In a recent decision, the Connecticut Supreme Court provided valuable clarification regarding the application of the make whole doctrine in Connecticut. Fireman’s Fund Ins. Co. v. TD Banknorth Ins. Agency, Inc., — A.3d — , 309 Conn. 449 (Conn. July 30, 2013).
The case arose out of an insurance coverage dispute. In 2005, Haynes Construction Company (“Haynes”) filed a claim against TD Banknorth Insurance Agency Inc. (“TD Banknorth”), alleging negligent procurement of insurance in connection with a housing development project. TD Banknorth in turn filed a claim with its insurer, Fireman’s Fund, under an Errors & Omissions policy issued to TD Banknorth by Fireman’s Fund. In 2006, Fireman’s Fund and TD Banknorth settled with Haynes. TD Banknorth contributed its $150,000 deductible to the settlement and Fireman’s Fund contributed the remainder. Fireman’s Fund then brought a subrogation action and recovered $208,000 from the responsible parties, which was deposited into an escrow account.

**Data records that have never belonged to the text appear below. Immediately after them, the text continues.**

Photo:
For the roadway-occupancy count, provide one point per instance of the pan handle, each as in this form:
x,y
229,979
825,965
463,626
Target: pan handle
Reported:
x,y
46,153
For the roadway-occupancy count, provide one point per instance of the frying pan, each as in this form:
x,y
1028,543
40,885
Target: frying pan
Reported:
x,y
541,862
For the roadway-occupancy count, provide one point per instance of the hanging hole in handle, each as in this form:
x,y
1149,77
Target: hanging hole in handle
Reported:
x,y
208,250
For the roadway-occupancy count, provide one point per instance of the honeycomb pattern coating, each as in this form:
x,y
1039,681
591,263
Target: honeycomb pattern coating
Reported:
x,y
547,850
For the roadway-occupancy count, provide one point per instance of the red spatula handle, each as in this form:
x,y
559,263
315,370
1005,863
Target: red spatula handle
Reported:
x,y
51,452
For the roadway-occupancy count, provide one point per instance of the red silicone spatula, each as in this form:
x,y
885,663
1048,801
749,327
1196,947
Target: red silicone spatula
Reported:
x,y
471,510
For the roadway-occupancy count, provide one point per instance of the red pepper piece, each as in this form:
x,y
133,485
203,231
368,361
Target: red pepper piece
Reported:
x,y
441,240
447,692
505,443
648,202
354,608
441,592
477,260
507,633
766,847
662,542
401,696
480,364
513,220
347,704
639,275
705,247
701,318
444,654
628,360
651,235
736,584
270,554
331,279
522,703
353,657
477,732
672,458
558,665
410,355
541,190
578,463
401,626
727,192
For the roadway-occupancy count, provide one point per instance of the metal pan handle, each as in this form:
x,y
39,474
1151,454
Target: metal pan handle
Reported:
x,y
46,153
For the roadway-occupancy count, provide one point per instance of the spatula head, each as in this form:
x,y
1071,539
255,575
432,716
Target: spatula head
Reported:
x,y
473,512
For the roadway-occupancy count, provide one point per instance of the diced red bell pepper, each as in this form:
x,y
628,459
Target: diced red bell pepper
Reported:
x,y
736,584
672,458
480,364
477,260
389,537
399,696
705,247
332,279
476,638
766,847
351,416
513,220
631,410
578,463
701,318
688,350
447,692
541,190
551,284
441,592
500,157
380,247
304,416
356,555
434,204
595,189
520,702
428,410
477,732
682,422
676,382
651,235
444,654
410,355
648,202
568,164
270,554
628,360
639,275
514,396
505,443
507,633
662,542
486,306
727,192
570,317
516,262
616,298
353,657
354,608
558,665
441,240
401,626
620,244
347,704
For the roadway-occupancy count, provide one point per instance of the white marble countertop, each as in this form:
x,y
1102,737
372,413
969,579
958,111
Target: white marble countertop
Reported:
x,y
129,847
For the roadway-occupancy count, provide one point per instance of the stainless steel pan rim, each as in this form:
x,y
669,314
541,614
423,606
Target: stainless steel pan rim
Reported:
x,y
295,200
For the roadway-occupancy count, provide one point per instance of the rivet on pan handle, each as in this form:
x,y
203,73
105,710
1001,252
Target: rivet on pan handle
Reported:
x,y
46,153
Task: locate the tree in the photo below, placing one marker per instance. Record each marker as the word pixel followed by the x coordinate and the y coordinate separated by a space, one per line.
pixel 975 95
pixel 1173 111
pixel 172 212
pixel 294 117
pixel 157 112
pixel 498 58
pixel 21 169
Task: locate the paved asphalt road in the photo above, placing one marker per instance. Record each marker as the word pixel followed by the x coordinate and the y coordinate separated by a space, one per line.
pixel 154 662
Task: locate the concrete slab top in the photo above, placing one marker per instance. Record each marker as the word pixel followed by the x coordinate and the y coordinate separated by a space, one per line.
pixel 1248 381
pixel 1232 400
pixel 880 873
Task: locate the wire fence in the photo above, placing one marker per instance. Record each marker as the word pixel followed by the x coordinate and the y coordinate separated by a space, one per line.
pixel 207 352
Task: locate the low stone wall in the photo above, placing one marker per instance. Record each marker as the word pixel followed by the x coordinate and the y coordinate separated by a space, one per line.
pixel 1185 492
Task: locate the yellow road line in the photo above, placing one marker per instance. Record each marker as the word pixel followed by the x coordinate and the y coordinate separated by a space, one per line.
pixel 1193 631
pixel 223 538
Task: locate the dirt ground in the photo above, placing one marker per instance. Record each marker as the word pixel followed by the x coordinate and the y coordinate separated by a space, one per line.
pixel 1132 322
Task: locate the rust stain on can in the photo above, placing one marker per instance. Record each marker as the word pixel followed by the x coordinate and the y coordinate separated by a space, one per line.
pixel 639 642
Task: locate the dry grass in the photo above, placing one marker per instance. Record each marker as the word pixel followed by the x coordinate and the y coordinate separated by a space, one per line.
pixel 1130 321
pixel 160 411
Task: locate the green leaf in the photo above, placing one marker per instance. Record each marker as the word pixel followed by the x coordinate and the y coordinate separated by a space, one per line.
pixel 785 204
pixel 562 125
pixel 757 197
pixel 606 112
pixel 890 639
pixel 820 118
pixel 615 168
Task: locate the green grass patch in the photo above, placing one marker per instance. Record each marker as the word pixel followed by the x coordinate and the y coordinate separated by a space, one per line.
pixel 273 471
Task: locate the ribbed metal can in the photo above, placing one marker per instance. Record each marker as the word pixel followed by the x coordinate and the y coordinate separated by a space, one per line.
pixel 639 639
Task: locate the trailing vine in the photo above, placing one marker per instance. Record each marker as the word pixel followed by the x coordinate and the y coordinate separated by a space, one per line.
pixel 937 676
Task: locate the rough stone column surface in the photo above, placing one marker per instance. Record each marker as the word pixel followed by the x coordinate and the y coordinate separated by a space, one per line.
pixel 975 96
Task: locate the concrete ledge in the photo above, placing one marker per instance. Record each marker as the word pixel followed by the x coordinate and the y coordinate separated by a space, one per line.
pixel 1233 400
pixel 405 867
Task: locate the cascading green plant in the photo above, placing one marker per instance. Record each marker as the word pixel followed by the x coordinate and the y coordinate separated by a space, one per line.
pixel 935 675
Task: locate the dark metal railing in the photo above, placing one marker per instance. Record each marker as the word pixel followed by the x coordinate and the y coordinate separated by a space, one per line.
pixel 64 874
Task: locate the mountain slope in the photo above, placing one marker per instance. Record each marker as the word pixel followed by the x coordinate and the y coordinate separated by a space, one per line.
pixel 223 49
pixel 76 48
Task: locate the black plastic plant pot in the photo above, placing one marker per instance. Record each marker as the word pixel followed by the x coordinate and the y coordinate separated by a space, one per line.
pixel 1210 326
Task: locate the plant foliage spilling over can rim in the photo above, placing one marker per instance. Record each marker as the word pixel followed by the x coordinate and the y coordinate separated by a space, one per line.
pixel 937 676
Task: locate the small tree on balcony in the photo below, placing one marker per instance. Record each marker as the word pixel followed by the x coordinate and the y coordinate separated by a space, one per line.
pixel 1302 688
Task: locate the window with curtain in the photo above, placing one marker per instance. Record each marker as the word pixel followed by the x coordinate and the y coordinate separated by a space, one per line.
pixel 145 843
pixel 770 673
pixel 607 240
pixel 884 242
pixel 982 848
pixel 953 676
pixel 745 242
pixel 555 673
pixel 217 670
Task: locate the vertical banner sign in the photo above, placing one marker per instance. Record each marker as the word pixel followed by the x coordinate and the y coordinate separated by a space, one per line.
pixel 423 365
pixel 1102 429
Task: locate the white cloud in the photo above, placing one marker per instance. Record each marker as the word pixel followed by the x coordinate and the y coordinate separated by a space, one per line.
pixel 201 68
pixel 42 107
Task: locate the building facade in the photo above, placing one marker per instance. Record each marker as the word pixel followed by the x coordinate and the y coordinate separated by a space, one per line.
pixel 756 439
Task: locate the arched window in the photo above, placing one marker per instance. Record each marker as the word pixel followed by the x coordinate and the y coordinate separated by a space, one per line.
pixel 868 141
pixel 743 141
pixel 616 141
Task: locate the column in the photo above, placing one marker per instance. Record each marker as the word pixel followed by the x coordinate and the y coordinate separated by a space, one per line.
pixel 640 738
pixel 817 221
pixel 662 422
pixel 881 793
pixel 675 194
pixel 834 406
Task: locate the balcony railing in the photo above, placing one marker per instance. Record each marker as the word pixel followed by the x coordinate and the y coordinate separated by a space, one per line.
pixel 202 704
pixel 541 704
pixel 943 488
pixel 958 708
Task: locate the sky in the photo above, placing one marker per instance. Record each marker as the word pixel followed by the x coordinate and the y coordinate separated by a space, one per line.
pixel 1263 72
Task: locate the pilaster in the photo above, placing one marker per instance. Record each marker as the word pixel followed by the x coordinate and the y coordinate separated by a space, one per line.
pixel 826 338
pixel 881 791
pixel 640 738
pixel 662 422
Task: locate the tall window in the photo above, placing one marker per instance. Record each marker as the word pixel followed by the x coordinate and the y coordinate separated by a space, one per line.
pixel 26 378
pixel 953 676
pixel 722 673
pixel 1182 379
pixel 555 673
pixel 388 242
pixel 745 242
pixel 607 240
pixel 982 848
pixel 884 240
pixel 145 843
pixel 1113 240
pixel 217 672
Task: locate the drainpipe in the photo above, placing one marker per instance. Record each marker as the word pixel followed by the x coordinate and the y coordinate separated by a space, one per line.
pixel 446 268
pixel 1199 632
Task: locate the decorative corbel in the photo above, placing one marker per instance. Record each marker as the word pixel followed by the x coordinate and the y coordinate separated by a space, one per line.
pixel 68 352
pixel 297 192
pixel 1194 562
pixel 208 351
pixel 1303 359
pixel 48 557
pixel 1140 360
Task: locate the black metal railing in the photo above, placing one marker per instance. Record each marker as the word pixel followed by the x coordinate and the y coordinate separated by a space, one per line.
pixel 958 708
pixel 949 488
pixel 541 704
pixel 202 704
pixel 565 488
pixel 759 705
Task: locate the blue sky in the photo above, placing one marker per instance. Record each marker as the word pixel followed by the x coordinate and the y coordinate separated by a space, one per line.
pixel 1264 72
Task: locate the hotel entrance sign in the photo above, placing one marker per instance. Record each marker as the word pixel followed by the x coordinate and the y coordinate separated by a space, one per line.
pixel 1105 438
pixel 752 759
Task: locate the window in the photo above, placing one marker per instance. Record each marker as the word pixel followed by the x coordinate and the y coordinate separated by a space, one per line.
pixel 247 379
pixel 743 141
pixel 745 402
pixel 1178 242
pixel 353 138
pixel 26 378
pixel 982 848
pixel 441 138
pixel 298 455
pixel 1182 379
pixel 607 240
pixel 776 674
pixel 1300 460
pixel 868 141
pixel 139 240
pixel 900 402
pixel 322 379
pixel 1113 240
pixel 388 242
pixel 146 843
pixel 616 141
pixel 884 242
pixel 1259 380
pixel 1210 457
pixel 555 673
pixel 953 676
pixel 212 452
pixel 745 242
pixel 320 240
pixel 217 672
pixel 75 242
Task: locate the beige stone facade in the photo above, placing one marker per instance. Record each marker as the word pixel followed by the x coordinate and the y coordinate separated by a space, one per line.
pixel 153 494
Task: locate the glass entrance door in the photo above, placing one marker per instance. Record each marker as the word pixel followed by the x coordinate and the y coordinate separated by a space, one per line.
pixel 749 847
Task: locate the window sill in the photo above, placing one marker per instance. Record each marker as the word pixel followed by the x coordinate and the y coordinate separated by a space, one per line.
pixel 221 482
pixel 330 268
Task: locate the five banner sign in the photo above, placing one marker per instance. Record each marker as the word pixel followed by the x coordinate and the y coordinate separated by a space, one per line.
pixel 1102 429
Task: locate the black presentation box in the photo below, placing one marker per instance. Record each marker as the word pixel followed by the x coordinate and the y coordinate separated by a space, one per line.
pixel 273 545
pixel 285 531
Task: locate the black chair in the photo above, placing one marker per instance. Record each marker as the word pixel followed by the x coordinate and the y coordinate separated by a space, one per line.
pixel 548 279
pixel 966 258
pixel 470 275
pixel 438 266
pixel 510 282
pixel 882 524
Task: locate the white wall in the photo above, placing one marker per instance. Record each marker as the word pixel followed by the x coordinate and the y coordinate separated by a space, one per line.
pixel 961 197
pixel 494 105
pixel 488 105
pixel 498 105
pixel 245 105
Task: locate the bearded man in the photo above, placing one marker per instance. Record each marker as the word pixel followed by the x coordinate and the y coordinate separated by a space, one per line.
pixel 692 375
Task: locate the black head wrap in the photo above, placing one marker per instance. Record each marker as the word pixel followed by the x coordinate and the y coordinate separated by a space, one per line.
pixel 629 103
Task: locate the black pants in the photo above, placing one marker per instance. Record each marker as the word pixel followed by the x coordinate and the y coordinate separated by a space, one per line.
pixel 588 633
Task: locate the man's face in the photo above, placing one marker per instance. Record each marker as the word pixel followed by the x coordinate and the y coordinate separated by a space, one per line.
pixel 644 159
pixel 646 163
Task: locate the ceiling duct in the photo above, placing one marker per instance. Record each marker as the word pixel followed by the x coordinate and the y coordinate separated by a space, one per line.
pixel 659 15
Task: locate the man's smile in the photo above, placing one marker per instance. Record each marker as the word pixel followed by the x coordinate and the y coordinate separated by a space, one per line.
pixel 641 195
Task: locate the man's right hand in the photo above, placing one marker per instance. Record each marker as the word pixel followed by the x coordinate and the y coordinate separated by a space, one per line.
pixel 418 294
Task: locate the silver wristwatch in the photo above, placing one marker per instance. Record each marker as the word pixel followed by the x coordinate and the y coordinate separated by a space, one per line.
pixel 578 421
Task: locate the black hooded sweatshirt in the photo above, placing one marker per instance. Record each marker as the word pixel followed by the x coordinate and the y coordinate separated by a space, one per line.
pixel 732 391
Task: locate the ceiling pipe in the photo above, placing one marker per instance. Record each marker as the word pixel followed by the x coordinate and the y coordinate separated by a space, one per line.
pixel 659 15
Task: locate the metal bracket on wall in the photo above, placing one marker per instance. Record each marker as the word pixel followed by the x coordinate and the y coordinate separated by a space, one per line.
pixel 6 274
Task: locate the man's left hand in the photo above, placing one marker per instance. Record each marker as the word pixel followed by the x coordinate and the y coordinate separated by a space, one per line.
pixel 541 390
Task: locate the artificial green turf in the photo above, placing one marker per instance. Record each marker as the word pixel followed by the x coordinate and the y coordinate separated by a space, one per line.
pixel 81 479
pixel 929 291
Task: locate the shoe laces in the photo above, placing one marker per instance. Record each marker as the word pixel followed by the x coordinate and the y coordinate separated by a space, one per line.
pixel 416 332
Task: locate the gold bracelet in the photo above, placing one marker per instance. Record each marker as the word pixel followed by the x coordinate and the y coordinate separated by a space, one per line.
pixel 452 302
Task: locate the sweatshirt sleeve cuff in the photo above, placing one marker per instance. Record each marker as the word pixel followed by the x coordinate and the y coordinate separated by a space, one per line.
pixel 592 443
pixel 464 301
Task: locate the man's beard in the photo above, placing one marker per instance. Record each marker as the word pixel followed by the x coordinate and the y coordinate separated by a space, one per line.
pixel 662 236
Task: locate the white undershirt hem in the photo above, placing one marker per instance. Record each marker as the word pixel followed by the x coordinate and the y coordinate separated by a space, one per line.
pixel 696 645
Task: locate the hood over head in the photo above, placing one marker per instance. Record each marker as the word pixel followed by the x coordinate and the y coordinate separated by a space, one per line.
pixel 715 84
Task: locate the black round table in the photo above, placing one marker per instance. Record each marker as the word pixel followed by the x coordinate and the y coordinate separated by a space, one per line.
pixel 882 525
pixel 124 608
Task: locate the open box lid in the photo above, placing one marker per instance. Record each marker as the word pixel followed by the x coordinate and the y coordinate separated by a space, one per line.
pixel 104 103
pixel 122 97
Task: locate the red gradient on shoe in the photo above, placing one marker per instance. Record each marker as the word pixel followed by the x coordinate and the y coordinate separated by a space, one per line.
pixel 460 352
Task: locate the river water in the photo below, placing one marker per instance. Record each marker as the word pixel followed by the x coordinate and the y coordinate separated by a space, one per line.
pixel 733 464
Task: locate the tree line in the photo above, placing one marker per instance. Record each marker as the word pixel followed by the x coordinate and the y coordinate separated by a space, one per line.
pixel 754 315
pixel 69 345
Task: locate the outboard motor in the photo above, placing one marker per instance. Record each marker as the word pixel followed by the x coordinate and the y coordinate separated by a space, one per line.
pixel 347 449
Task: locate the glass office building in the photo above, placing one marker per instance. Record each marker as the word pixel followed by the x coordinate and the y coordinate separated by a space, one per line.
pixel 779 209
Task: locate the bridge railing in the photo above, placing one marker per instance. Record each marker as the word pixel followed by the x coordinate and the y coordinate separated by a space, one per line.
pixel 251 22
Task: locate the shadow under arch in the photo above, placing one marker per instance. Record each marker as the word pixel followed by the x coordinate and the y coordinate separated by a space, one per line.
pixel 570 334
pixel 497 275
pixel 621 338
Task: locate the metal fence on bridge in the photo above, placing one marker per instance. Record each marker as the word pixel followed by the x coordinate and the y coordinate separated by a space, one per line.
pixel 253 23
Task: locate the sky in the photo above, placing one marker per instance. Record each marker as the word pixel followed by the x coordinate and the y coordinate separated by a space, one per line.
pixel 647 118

In 2008, Fireman’s Fund brought suit against TD Banknorth in the United States District Court for the District of Connecticut, seeking a declaratory judgment that it was entitled to all of the escrowed funds. TD Banknorth counterclaimed for a declaratory judgment that, under Connecticut’s make whole doctrine, it was entitled to recover its $150,000 deductible from the escrow funds. The District Court found that the subrogation clause in the E & O contract abrogated Connecticut’s make whole doctrine, and granted summary judgment in favor of Fireman’s Fund. Fireman’s Fund Ins. Co. v. TD Banknorth Ins. Agency, Inc., No. 3:08–cv–364, 2010 WL 420041 (D. Conn. Feb. 1, 2010).
On appeal, the United States Court of Appeals for the Second Circuit held that the contract at issue did not abrogate Connecticut’s make whole doctrine. The Second Circuit further concluded, however, that Connecticut law was silent on the more basic issue of whether Connecticut’s make whole doctrine applies to insurance policy deductibles. Accordingly, the Second Circuit certified the following question to the Connecticut Supreme Court: “Are insurance policy deductibles subject to Connecticut’s make whole doctrine?” Fireman’s Fund Ins. Co. v. TD Banknorth Ins. Agency, Inc., 644 F.3d 166 (2d Cir. 2011).
Because there was no Connecticut case in which the make whole doctrine had been expressly adopted, the Connecticut Supreme Court deemed it appropriate to reformulate the question as follows: (1) Is the make whole doctrine recognized as the default rule under Connecticut law; and, if so, (2) does the make whole doctrine apply to insurance policy deductibles under Connecticut law?
The Court first concluded that the make whole doctrine is the default rule under Connecticut law. In reaching its decision, the Court noted that the make whole doctrine is designed to prevent inequitable results when the amount recoverable from the responsible third-party is insufficient to satisfy both the loss sustained by the insured and the amount the insurer paid on the claim. In order to prevent such results, the make whole doctrine restricts the enforcement of the insurer’s subrogation rights until after the insured has been fully compensated for his or her injuries.
Next, the Court held that the make whole doctrine does not apply to insurance policy deductibles. The Court concluded “that the equitable considerations supporting the make whole doctrine are inapplicable to deductibles . . . If we were to decide otherwise, as TD Banknorth urges, we would effectively disturb the contractual agreement into which TD Banknorth and Fireman’s Fund entered, thereby creating a windfall for TD Banknorth for a loss that it did not see fit to insure against in the first instance when it contracted for lower premium payments in exchange for a deductible.”
As one of the first courts to address whether the make whole doctrine applies to insurance policy deductibles, this decision will provide valuable precedent to subrogation professionals in cases in which a defendant argues that the insured has not been made whole due to the insured’s payment of a deductible.